“Tutti in scena” è il documentario scritto e diretto dalla regista Laura Caparrotti, ospite della presentazione che si è tenuta il 5 ottobre scorso al Dam, insieme a Ernesto Orrico (Zahir), Carlo Fanelli (Docente DAMS Unical), Fabrizio Nucci (produttore cinematografico) e Daniela Ielasi (Entropia).
Il soggetto – scritto e diretto dalla stessa Laura Caparrotti e Luca Martera – ha a che fare con la memoria della migrazione di numerosi attori teatrali italiani e della loro arte all’estero, nello specifico negli Stati Uniti d’America.
“Tutti in scena” narra le storie di numerosi artisti teatrali – Fausto Malzone, Antonio Maiori, Eduardo Migliaccio (in arte Farfariello), Riccardo Cordiferro (di origine calabrese), Ria Rosa, Antonietta Pisanello, per citarne alcuni – che hanno dato vita al teatro italo-americano, raccontate attraverso coloro che attualmente fanno parte della compagnia teatrale italiana di New York.
Il teatro italiano è arrivato negli Stati Uniti nel 1800, eppure si tratta di una storia, per molti, sconosciuta. Questo perché magari sono andati perduti molti materiali ritrovati dalle famiglie, testi e note di regia di spettacoli andati in scena nel corso del tempo, di cui si ignorava l’importanza e il valore storico.
“La memoria storica è importante – afferma infatti Laura Caparrotti –, ma anche il suo recupero e la sua trasmissione”. Durante il dibattito, infatti, è emerso quanto sia stato difficile il lavoro di ricerca, condotto per di più in piena pandemia da Covid-19 – lavoro in cui Fabrizio Nucci afferma di immedesimarsi molto –, per la realizzazione di questo documentario, nato nel 2020 e realizzato in 4 mesi, a seguito del ventesimo anniversario della compagnia KIT-Kairos Italy Theatre di New York.
“Questo documentario – afferma Carlo Fanelli – propone diverse chiavi di lettura” a partire dal fatto che emergono dei temi sociali molto importanti, per esempio la condizione minoritaria degli immigrati italiani negli Stati Uniti nell’800 o la messa in scena Shakespeare, in un periodo storico in cui in Italia non avveniva. Si dice che al tempo gli italo-americani mangiassero “pane spalmato di teatro”, perché c’era la necessità di mantenere un legame con la propria origine, la propria lingua e le proprie tradizioni.
È emerso, dunque, che il teatro crea comunità. Il fatto che il Dam sia stato scelto per la proiezione di questo documentario è significativo, essendo uno spazio nato proprio dall’esigenza degli studenti dell’Unical nel 1995 di creare una comunità dove potersi incontrare, confrontarsi ed esprimere anche attraverso l’arte teatrale.
“Tutti in scena” mediante il linguaggio documentario, dunque, volge il suo sguardo all’indietro per portare alla luce un passato poco conosciuto, ma lo fa per poi guardare avanti e comprendere meglio come le compagnie italiane si sono evolute, arrivando al punto in cui sono oggi.
Cosa succede attualmente nei teatri italiani in America?
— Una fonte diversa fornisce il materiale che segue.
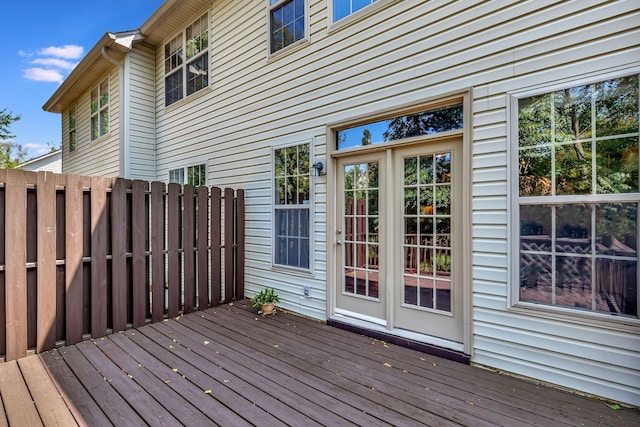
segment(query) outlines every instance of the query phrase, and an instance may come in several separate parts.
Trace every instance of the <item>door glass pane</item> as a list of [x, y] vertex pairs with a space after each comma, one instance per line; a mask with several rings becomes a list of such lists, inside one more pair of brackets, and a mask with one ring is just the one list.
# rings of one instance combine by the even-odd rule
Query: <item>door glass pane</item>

Le compagnie per l’Italian Theatre Festival di New York – di cui Laura Caparrotti è ideatrice – portano in scena testi italiani ma in inglese, perché il pubblico è per lo più americano. Al contempo sta avvenendo un fenomeno di internazionalizzazione, grazie all’utilizzo dei sopratitoli – importanti come i sottotitoli nel cinema, perché si legano al come gli spettatori fruiscono la cultura altra – che facilitano la comprensione degli spettacoli teatrali in altre lingue (come spagnolo e cinese), che sono sempre più in aumento.